A couple of weeks ago, my pal Eric Simon pointed out an old column on the Internet and I've been letting it swirl around in my brain and now I'm done swirling and will do some sharing.
This is CBSSports.com's Gregg Doyel, three years and four months ago:
The Philadelphia Phillies just locked up Ryan Howard for the next six years, rewarding not only Howard but also themselves -- considering they scouted, drafted, signed and developed him -- while keeping in place the best nucleus in baseball.
Naturally, people think this was a stupid move.
The Phillies aren't stupid. People are. People like Keith Law of ESPN.com, and anyone out there who thinks like Law -- like a lot of people on the message boards below this Danny Knobler blog item -- when Law wrote that "this is one of the worst extensions of its kind."
Howard had played the past several years in a bad mood.

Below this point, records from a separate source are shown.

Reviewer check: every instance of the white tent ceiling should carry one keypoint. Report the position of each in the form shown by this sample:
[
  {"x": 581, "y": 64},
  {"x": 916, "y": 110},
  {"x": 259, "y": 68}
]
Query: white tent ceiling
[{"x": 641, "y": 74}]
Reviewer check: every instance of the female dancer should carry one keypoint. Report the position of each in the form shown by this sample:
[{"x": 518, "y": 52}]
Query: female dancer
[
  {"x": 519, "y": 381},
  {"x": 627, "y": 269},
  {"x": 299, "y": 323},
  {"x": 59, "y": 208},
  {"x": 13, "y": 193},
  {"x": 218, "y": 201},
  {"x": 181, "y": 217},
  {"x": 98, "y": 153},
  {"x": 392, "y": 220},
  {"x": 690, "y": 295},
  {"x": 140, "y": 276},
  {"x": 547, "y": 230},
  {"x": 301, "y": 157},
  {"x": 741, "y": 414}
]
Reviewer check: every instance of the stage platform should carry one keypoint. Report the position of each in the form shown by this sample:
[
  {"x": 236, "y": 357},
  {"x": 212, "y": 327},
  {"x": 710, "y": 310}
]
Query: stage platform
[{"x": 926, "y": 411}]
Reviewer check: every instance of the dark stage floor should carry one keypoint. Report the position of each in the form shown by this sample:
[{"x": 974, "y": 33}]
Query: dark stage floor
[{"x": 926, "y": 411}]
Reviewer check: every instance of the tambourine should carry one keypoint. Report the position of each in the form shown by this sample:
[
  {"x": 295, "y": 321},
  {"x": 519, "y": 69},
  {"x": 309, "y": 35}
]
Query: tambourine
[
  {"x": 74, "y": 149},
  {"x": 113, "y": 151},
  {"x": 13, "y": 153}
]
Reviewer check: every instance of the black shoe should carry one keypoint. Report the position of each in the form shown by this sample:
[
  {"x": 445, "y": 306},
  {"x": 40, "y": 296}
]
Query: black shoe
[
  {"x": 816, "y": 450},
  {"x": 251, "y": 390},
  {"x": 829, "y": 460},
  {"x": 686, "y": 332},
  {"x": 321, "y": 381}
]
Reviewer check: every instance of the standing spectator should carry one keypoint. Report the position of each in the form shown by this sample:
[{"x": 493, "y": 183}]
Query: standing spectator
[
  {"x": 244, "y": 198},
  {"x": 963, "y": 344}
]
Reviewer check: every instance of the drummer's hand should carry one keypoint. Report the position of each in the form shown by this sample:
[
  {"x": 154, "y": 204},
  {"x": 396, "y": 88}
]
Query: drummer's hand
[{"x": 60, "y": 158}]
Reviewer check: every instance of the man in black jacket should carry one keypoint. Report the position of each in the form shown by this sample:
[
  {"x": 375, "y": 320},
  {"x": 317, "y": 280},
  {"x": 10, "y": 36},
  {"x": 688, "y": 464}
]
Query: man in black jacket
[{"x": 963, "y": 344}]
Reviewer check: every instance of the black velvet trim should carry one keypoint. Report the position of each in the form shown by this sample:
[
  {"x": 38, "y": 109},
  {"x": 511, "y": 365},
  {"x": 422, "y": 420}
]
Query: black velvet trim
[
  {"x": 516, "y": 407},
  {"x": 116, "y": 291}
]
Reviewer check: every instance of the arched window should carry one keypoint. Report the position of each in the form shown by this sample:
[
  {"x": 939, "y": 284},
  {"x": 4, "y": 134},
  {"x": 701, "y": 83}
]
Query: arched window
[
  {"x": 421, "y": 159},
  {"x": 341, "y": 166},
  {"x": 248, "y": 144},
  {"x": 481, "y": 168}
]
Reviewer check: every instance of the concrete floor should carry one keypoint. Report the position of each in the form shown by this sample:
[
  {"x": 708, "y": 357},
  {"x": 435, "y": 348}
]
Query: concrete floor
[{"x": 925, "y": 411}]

With this monster extension, the Phillies just made him happy.
They made lots of other people unhappy with it, but like I said earlier, lots of people are stupid.
This is one of the best extensions of its kind.
I was one of the stupid people, of course. Which is fine. I've been called far worse. Just yesterday, in fact. And the point of this little screed isn't to suggest that Gregg Doyel is stupid, or that Keith Law is always right. Keith thought the Howard contract was terrible (it was) and that Barry Zito's deal with the Giants would be a disaster (it was, at least in isolation; they did win a couple of World Series with him). Keith also thought Dustin Pedroia couldn't play. Pobody's nerfect.
What you would like to see from people like Gregg Doyel and Keith Law and Robert Montgomery Neyer is some humility, some self-awareness. Frankly, Doyel's a great example of the hypocrisy that I run into all the time. "People" like Doyel -- that is, people who are a little scared and offended by thoughtful analysis that includes numbers -- love to rail about the arrogance and the incivility of objective analysts, and especially objective analysts who work on the Internet and probably never worked for a newspaper. There are national baseball writers who I like a lot, personally, but who see a bogeyman around every corner of the Web.
Well, nobody can beat Gregg Doyel when it comes to incivility. It's one thing to say someone's being stupid -- hell, I think Dayton Moore is being stupid just about every day -- but it's something far different to write that someone is stupid. I know, with metaphysical certitude, that Dayton Moore isn't stupid. Stupid people, with few exceptions or perhaps no exceptions at all, do not become general managers of Major League Baseball franchises. They just don't. Dayton Moore isn't stupid and Keith Law isn't stupid, and I'm happy to guess that Gregg Doyel isn't stupid, either.
But he was stupid about Ryan Howard and, worse, he was uncivil and arrogant while writing about people who disagreed with him. Which is fine. When you think you're smarter than everybody else, it's difficult to avoid being (or seeming) arrogant. I'm no exception.
Here's the thing, though ... When you're uncivil and arrogant, it becomes particularly important to revisit your mistakes, apologize for your misdeeds, acknowledge your imperfection. Doing these things is a sign of strength, not weakness. Incivility and arrogance appeals to stupid people, but everyone else will lose respect for you, and the only way to regain their respect is to show some humility and vulnerability, admit you were wrong and try to learn something from the experience.
I don't know what I've learned from all of my mistakes and my incivility and my arrogance over the years. Something, I hope. What I do know is that I can't find a single mention of Ryan Howard in one of Gregg Doyel's columns in the last three years and four months. If you can, please let me know, as I would love to embrace his vulnerability.
What I also know: Gregg Doyel's colleagues consider him one of America's finest columnists. Just in case you're wondering why nobody trusts the media any more.